DC Quant permite que o sexy Magritte vasculhe cenas de crimes, interrogue seus amigos e guarde evidências. (Ela faria isso se ele se parecesse com Diego Rivera?) Magritte é levado a descobrir o assassino, como compensação psíquica pela morte de sua mãe quando ele era criança. Isso realmente aconteceu. O apelo do programa reside em misturar fato e fantasia, incorporar obras surrealistas reais e negociar a tradição desses personagens. Picasso só bebe água com gás, lembra o criado-chefe ao seu patrão, enquanto Sigmund Freud “nunca cala a boca durante o jantar”.

A TV britânica geralmente é apenas um homem andando por um centro de jardinagem ou perguntando se você se lembra dos Space Raiders de cebola em conserva. Portanto, aprecio a refrescante pretensão europeia do programa. Magritte apresenta Quant ao repoussoir: uma técnica de pintura que cria profundidade de campo. A polícia perde detalhes do histórico, é o que ele quer dizer. “Os artistas falam uma linguagem específica – deixe-me ser seu intérprete”, diz ele. Um artista visual, e estrangeiro, se oferecendo para liderar uma investigação da qual ele é o principal suspeito? Idéia selvagem. Você sabe o que mais é uma ideia maluca? Telefone lagosta. Não há mais perguntas.

Imagine isso… Florence Hall é a fotógrafa Lee Miller no extravagante drama dos anos 30, This Is Not a Murder Mystery. Fotografia: Canal 4

O cartão de visita de um assassino, seu estilo quase artístico, é um tropo familiar da TV. Artistas reais como assassinos são uma reviravolta divertida. Imagine se Damien Hirst cortasse ao meio um vigário paroquial e o conservasse em formaldeído. Ou Louise Bourgeois envolveu um vizinho em seus próprios cabelos, suspendendo-os no teto como uma carcaça de boi. O show se deleita em encenar seus próprios cenários extravagantes e horríveis. A mise en scène destes assassinatos, enrubesce Magritte – “é linda”, ronrona Gala Dalí, que é retratada como uma espécie de ninfomaníaca.

Com René a usar o seu Poirot, a ouvir atrás das portas e a esconder-se em alcovas, existe o risco de demasiados polícias estragarem o caldo. Para contar a história, o programa deve tornar seus detetives supérfluos, se não cegos. Thistlethwaite está se aproximando de seu 365º caso de assassinato, marco em que decidiu se aposentar. “Por sua causa, isso se tornou uma possibilidade”, reflete ele, orgulhoso. “O que você quer dizer?” confunde seu protegido, cujas habilidades dedutivas poderiam ser aprimoradas.

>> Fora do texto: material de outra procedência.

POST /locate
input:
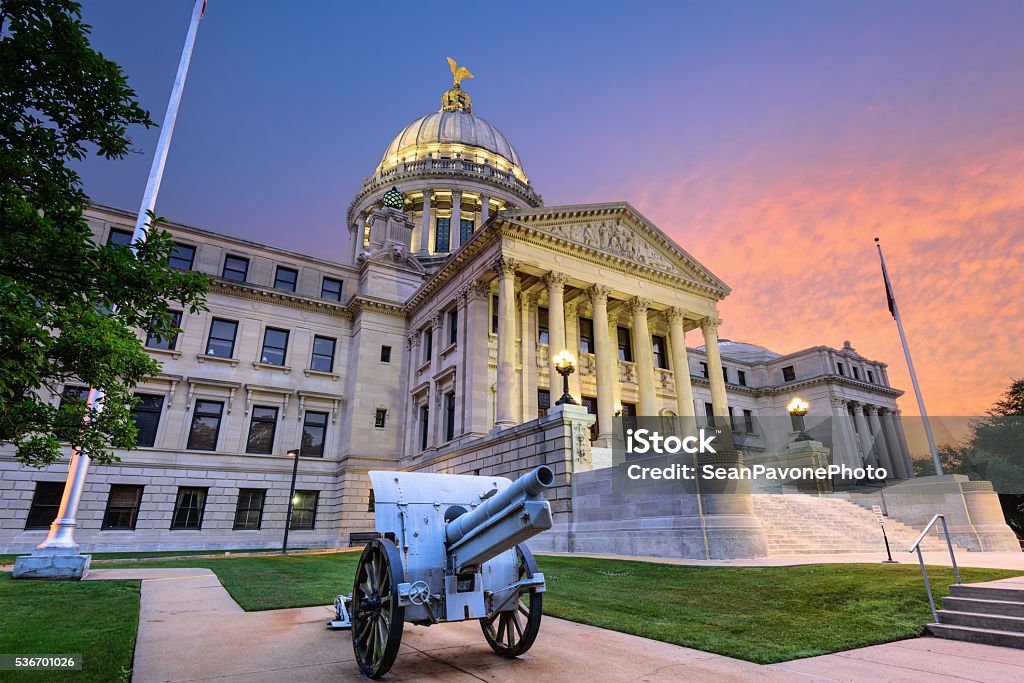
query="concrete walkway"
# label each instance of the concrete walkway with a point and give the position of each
(192, 630)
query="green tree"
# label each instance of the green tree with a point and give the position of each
(70, 307)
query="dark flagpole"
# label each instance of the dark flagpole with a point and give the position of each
(894, 309)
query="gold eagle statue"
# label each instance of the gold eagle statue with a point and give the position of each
(458, 73)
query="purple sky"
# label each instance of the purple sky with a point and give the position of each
(772, 140)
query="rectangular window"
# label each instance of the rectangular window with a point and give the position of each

Os verdadeiros artistas são escolhidos de forma impressionante e vencem. Eles incluem Iñaki Mur como um Dalí magro e trêmulo e uma etérea bela Florence Hall como Lee Miller, que também carrega um revólver de vidro e balas de sal cinzeladas à mão. Há um brilho irresistível em meio ao horror. Este não é apenas um crime confortável. Este é um crime aconchegante belga, repleto de ovos de Páscoa artísticos e revestido com uma decoração suntuosa da década de 1930. Porém, se alguém não gritar “Fui incriminado” antes do final, quero meu dinheiro de volta.